TALLAHASSEE, Fla. (AP) — Florida school districts could opt to allow volunteer chaplains in schools under a bill approved Tuesday by a Senate committee.
Supporters of the legislation said it will provide another resource for children during tumultuous times, while opponents said there could be consequences ranging from children receiving bad or unwanted spiritual advice to white Christian nationalists using the program to indoctrinate students.
“I view this as an alternative to mental health counselors. I see this is an alternative for families,” said the bill’s sponsor, Republican Sen. Erin Grall. She dismissed the argument that chaplains could give students bad advice. “What happens when our children receive the wrong advice from a mental health counselor?”

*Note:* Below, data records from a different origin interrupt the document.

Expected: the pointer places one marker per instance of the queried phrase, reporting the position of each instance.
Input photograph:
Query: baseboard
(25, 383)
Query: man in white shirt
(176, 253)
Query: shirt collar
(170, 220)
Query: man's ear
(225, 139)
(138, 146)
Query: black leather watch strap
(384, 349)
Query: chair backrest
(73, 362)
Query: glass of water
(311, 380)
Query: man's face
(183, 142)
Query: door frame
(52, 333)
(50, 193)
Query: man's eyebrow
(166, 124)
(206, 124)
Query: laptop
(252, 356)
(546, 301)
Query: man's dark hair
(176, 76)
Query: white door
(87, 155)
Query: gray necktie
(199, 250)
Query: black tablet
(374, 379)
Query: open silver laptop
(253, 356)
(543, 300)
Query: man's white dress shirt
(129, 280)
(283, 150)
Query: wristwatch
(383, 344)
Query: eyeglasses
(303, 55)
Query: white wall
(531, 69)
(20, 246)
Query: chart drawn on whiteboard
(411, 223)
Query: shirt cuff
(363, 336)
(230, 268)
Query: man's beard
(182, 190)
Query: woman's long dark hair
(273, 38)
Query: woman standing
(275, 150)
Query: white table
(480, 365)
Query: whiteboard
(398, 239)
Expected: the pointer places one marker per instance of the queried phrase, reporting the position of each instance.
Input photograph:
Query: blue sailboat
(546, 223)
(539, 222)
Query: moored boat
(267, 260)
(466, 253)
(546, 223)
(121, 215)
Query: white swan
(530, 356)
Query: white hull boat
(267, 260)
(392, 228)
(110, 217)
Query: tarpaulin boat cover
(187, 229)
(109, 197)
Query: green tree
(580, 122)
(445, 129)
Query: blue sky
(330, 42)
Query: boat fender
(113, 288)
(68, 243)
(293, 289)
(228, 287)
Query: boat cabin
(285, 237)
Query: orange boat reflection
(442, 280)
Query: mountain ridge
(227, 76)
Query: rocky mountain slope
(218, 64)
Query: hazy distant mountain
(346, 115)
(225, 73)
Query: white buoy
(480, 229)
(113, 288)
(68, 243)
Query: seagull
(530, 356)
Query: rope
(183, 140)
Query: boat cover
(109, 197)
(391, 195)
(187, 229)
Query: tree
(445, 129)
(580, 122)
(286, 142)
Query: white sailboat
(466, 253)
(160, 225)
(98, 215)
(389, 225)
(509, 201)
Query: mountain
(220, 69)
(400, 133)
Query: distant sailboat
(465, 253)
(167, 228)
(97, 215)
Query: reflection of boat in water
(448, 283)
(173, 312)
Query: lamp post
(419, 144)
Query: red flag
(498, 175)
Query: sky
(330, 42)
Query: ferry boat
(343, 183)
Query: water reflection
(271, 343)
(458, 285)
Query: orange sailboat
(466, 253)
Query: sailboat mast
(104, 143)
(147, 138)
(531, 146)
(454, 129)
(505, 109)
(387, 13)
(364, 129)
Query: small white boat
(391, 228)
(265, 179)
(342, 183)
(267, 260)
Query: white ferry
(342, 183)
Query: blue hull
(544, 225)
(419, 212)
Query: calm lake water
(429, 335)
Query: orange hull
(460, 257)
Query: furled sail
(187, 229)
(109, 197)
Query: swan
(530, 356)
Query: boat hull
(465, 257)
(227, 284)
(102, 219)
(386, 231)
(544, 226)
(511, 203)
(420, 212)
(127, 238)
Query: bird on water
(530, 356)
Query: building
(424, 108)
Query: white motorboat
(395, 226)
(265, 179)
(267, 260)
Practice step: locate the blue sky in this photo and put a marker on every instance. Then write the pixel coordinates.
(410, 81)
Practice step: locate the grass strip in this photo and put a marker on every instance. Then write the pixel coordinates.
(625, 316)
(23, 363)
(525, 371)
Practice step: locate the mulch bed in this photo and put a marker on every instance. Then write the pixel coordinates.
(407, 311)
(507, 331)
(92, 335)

The only requirements of a chaplain participating in a school program would be a background check and having their name and religious affiliation listed on the school website. The chaplains would “provide support, services, and programs to students as assigned by the district school board,” the bill reads.
A similar House bill is ready to be considered by the full chamber. The Senate bill has one more committee stop.
Democratic Sen. Rosalind Osgood — who has a master’s degree in divinity, is a former Broward County school board member and served as a chaplain for the Fort Lauderdale Police Department — voted against the bill. She said the idea could create division among parents fighting for or against the policy when education should be the priority.
“It puts school districts in a position that takes their attention away from education,” she said. “Now the school board is focused on chaplaincy instead of education.”
And she warned about the widely different interpretations of religious beliefs even among Christians, such as some Baptist organizations that don’t approve of women being pastors and people who use religion divisively instead of accepting all people.